# im looking for EG31M V.1.0 Motherboard Manual



## MarvinSeven (Nov 18, 2010)

i find it it Google but i don't see anything badly

any one can help me?? i find in manual that the Power on connector

my PC Acer Aspire M5630 cant Turn on IDK why,,

plss help me ASAP! thnx.:wave:


----------



## Tyree (May 10, 2009)

Do you get any activity at all when you push the power button? Does the CPU fan spin? Do you see any lights?


----------



## MarvinSeven (Nov 18, 2010)

Tyree said:


> Do you get any activity at all when you push the power button? Does the CPU fan spin? Do you see any lights?

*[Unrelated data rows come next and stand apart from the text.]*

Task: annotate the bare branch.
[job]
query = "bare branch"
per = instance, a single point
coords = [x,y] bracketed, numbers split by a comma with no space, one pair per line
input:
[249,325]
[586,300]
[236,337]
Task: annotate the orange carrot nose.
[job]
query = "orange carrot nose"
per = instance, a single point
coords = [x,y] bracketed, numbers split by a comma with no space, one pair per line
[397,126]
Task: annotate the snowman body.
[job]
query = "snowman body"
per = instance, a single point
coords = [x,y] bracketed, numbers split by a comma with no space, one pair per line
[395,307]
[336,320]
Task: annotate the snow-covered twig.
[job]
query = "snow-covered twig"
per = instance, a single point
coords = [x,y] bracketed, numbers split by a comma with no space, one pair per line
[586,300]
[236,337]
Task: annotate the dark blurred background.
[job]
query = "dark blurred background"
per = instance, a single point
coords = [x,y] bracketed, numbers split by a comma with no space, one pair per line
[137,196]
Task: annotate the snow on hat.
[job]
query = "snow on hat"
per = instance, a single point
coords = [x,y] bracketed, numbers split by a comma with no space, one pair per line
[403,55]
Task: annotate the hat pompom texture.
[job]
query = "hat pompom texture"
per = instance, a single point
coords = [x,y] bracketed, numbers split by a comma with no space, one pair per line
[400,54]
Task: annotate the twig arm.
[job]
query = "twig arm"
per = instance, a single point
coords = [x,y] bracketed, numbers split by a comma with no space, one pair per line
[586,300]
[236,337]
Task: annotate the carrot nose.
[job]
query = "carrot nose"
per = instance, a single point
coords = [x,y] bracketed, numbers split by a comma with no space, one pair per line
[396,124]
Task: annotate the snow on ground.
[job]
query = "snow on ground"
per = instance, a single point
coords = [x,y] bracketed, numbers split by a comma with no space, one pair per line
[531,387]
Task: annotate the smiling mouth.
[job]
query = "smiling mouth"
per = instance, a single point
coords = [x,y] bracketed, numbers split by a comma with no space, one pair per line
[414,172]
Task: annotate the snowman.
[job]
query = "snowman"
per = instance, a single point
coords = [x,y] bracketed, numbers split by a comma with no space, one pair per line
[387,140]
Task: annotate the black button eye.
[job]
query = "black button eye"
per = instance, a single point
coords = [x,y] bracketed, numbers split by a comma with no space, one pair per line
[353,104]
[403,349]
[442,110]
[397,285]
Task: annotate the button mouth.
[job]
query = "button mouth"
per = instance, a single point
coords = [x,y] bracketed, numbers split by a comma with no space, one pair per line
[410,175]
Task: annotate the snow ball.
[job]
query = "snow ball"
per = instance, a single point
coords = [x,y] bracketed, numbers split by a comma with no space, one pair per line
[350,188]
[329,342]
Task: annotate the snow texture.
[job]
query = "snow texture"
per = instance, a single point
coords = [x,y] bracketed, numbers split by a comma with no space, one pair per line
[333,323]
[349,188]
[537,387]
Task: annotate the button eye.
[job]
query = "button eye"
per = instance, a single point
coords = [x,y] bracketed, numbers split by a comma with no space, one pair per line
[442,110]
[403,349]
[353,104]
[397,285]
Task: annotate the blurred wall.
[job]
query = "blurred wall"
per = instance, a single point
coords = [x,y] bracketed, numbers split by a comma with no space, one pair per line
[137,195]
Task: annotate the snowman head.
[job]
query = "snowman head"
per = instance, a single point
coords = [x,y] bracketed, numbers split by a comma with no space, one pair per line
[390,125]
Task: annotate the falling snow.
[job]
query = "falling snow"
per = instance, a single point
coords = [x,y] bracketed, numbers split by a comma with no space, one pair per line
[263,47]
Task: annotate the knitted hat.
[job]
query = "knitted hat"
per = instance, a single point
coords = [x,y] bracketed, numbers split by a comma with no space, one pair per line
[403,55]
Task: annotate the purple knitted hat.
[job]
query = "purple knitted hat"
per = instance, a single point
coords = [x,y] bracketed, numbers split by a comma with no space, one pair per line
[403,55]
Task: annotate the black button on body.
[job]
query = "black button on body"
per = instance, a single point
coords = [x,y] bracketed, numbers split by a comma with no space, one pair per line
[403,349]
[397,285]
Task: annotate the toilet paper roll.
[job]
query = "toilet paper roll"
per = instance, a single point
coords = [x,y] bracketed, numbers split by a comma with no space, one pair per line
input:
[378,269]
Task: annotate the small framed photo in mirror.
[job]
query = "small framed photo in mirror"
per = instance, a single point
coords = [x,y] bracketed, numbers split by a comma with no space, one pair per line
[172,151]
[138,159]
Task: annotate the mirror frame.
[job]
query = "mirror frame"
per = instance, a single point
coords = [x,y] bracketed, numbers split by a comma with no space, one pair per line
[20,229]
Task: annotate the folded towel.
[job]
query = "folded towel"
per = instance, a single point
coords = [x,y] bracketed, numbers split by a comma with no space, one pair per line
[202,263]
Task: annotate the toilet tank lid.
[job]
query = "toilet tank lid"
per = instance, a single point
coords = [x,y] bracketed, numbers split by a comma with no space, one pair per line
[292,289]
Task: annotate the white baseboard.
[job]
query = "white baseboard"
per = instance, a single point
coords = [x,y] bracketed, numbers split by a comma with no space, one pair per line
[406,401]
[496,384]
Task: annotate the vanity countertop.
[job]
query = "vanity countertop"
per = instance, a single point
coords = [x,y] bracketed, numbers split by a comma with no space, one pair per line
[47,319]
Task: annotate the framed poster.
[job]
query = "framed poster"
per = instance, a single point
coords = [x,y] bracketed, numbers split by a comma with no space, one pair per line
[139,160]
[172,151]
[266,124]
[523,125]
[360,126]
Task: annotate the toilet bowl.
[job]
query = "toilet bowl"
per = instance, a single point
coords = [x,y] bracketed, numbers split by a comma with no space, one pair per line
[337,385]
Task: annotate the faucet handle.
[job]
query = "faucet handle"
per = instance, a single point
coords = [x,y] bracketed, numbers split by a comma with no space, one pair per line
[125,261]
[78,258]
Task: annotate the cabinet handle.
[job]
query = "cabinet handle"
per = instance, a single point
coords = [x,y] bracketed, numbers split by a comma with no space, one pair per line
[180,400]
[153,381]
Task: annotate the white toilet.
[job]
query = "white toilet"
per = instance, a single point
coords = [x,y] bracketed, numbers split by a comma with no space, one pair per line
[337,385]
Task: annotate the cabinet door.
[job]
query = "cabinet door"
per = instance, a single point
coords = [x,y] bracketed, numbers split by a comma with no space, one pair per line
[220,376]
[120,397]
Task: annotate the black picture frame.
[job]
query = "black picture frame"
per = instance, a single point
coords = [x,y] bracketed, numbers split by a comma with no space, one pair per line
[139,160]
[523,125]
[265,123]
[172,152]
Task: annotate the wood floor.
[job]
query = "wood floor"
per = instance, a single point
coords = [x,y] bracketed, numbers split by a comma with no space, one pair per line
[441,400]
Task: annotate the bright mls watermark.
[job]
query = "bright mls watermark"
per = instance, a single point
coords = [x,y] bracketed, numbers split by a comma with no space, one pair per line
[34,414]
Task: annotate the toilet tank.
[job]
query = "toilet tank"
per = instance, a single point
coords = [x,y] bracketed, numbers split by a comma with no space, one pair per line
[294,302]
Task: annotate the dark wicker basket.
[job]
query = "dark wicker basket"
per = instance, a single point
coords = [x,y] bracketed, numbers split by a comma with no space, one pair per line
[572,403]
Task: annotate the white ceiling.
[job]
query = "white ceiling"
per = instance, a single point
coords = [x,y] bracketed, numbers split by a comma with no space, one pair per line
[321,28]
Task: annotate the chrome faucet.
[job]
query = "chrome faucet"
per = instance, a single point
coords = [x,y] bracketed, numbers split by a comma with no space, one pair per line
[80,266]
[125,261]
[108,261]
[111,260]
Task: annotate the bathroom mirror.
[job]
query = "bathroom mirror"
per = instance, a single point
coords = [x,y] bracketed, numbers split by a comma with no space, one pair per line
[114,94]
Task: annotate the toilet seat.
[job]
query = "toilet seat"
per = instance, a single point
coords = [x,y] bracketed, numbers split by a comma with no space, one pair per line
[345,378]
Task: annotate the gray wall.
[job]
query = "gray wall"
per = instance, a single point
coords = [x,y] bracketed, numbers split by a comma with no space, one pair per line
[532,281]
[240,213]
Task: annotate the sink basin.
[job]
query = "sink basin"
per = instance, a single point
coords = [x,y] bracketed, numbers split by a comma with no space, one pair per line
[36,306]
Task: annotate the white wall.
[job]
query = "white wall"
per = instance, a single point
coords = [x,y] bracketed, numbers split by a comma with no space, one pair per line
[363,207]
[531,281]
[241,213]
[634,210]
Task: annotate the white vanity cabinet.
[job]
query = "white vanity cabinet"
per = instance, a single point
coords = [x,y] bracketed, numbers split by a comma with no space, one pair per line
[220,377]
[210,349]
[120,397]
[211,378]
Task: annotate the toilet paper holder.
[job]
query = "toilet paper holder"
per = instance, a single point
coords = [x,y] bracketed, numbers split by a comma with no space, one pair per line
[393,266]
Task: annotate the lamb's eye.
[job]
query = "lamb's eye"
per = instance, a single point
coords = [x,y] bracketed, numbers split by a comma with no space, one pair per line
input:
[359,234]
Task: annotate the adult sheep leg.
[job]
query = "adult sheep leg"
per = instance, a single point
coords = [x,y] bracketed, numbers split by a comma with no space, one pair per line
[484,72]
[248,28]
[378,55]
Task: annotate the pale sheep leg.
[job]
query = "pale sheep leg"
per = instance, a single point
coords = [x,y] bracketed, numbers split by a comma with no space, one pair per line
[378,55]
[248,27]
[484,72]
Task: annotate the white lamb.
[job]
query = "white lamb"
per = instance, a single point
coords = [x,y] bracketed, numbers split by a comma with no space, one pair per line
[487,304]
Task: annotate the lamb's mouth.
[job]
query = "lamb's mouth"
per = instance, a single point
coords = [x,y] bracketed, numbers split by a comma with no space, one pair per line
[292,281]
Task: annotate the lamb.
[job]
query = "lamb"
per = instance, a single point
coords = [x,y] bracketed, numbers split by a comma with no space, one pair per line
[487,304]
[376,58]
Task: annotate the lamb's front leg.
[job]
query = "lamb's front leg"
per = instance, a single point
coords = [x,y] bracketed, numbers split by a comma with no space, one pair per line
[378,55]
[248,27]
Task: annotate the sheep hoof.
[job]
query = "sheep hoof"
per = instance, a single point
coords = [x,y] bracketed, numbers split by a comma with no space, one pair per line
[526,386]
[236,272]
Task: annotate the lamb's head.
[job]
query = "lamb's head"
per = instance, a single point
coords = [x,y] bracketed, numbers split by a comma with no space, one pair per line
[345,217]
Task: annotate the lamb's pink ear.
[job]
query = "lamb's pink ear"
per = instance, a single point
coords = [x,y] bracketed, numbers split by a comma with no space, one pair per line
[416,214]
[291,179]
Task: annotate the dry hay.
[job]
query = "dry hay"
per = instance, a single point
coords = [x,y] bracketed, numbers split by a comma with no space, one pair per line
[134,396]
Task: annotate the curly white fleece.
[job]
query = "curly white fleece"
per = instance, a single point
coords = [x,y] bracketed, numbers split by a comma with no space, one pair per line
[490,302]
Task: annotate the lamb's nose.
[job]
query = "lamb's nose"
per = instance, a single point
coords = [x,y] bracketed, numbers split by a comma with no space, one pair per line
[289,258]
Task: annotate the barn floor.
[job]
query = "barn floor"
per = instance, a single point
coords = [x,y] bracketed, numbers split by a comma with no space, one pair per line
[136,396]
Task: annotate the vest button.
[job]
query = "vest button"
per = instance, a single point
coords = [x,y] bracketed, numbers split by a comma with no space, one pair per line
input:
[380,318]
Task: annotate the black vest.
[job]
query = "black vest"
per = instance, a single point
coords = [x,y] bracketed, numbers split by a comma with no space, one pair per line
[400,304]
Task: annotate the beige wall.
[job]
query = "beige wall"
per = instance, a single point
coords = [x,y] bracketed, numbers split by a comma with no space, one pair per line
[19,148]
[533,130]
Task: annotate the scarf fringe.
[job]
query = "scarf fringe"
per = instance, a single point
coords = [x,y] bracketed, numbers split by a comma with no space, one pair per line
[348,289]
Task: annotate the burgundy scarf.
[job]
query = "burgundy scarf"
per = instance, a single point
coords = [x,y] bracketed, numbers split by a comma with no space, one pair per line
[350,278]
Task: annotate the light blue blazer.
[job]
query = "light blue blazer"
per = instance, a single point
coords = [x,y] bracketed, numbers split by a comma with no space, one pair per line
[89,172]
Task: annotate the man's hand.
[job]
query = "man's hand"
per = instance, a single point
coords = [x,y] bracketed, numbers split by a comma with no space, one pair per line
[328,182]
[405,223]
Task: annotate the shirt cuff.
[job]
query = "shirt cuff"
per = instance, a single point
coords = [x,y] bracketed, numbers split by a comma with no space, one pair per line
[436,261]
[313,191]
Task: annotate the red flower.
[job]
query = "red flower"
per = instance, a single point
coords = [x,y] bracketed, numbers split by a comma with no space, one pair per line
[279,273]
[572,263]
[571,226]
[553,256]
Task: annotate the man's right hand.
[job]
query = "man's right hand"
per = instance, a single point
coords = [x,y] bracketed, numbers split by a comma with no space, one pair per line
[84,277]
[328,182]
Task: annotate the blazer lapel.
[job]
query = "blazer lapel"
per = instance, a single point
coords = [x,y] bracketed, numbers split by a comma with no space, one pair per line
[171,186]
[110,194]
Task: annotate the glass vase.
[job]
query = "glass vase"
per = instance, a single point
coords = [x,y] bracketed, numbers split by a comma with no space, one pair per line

Nope. The Fan Not Spin and i see only light in front of case...


----------



## Tyree (May 10, 2009)

Most likely a failed PSU. Do you have or can you borrow a known good PSU to try?


----------



## MarvinSeven (Nov 18, 2010)

do you have a picture of EG31M V.1.0 MOTHERBOARD?

help me where i can put the Power On chord because its connect in Power Supply

or add me in YM [email protected] or pm me i can add you

so i can show you what is my problem thanks...


----------



## makinu1der2 (Jan 1, 2008)

You can find the Service Guide below.

*Aspire M5630/M3630 Service Guide*


----------



## MarvinSeven (Nov 18, 2010)

By the way chord of power on is PSU i know the power on is in Board right??
but the power on of this PC connect in PSU.


----------



## MarvinSeven (Nov 18, 2010)

To: Makinu1der2:
i need Motherboard Manual that i know where i can put the Power on OR Switch on of EG31M v.1.0 Board the Power On is unplug right now but i dont know where can i put this...


----------



## MarvinSeven (Nov 18, 2010)

i mean Power On Panel where can i find it????


----------



## makinu1der2 (Jan 1, 2008)

You should be able to find the F-panel pins either below the SATA connectors or look

below the IDE connectors.

With the guide I linked you to earlier the pin assignment should be located on pg.73


----------



## MarvinSeven (Nov 18, 2010)

Thank You Very Much dude


----------